It is Time to Think

Published on 30th June 2009

“It is time to think,” said Prof. Helen Lauer, head of the Philosophy Department of the University of Ghana while praising Prof. Kwame Gyekye, a renowned Ghanaian philosopher. While Lauer might have said that in relation to Gyekye’s lectures, the relevance goes to the broader Ghanaian developmental struggles.


The disturbing impressions are that Ghanaian/African elites cannot think well or philosophize well enough from within their cultural values in growing their development processes. It is as if Africans have no values of their own, and, therefore, soulless and at the brutal mercy of foreign forces. To repair this situation, African elites must think from within their cultural values as not doing so breeds elites who know Western values pretty well but do not understand their traditional values and relate them skillfully to their immediate environment for progress.


Disequilibriums in the paradigms running Ghana have occurred because Ghanaian/African elites have not been able to simultaneously disentangle themselves and balance their thinking against the ancient colonial arguments that suppressed and demeaned their values (with all its psychological and confidence building implications), and set up education systems that draw from within their innate values, as the centres for “mental forms and processes” for development.

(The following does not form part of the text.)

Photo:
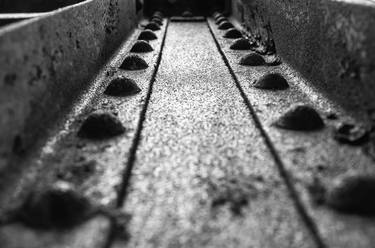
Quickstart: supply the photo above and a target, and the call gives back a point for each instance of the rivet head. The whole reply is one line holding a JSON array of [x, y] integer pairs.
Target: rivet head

In such situation the mental forms and processes that are to produce the development thinking are skewed against Ghanaian/African values.

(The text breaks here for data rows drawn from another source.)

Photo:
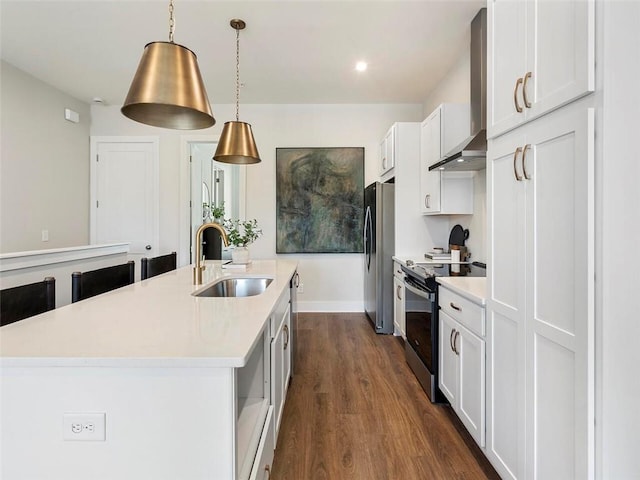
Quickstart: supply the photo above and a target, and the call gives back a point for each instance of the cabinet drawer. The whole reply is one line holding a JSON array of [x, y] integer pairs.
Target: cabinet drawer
[[469, 314], [277, 317]]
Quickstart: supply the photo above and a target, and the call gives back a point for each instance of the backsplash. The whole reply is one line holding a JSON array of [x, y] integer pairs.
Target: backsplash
[[476, 223]]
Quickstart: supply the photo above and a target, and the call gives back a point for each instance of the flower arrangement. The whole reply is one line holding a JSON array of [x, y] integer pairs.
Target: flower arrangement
[[242, 233]]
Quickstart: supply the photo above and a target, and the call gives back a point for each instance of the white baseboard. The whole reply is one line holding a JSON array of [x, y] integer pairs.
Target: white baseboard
[[330, 306]]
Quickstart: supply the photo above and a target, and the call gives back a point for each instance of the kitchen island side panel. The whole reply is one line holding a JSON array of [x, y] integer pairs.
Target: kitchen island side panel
[[161, 423]]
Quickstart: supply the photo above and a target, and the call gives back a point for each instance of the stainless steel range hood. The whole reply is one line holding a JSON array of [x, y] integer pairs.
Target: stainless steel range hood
[[471, 154]]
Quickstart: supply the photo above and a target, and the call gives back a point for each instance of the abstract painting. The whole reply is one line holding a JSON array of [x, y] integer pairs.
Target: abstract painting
[[319, 200]]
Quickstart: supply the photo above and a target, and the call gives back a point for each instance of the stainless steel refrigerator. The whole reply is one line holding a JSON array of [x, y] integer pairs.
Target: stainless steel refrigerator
[[379, 243]]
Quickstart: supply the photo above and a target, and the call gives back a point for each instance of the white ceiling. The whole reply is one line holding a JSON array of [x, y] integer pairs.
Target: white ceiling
[[296, 51]]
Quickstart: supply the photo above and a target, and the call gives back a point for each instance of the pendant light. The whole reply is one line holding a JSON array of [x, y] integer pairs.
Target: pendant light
[[167, 89], [236, 143]]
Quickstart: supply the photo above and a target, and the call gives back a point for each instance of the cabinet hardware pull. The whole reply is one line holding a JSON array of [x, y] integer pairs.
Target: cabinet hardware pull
[[515, 168], [524, 165], [515, 95], [286, 342], [527, 103], [455, 339]]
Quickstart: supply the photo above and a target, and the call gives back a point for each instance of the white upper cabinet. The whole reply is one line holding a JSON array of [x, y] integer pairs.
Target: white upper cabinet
[[444, 192], [540, 57]]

With this realization, “it is time to think,” time to philosophize about the development paradigms running Ghana from within its values – both logically and materially. This will entail the working out of the algebra of Ghana’s development from within its values in relation to its inherited neo-liberal ones. Ghana will need a rewind of Kwame Gyekye or its own Karl Polyani, Emile Durkheim, Karl Marx or Sigmund Freud to think grandly from with its conventional values. This will float the necessary mix of confidence and psychology needed to balance the Western neo-liberal values currently running its development.


Ghanaian elites appropriation of the Gyekye “it is time to think” will open up Francis Fukuyama’s The End of History and the Last Man, in which he argued that the progression of human history as a struggle between development ideologies is largely at an end, with the world settling on liberal ethos after the end of the Cold War and the fall of the Berlin Wall in 1989. While the practical necessities of Fukuyama’s argument is unassailable, it means the Gyekye “it is time to think” idea has to enrich Fukuyama’s argument by playing simultaneously with neo-liberal values and Ghana’s traditional ideals, as other global experiences show, especially in Southeast Asia.


That will be Ghana’s post-independent future where, for confidence and psychological reasons, the “triumph” of “political and economic liberalism” is harmonized understandably with Ghanaian traditional values in Ghana’s development process.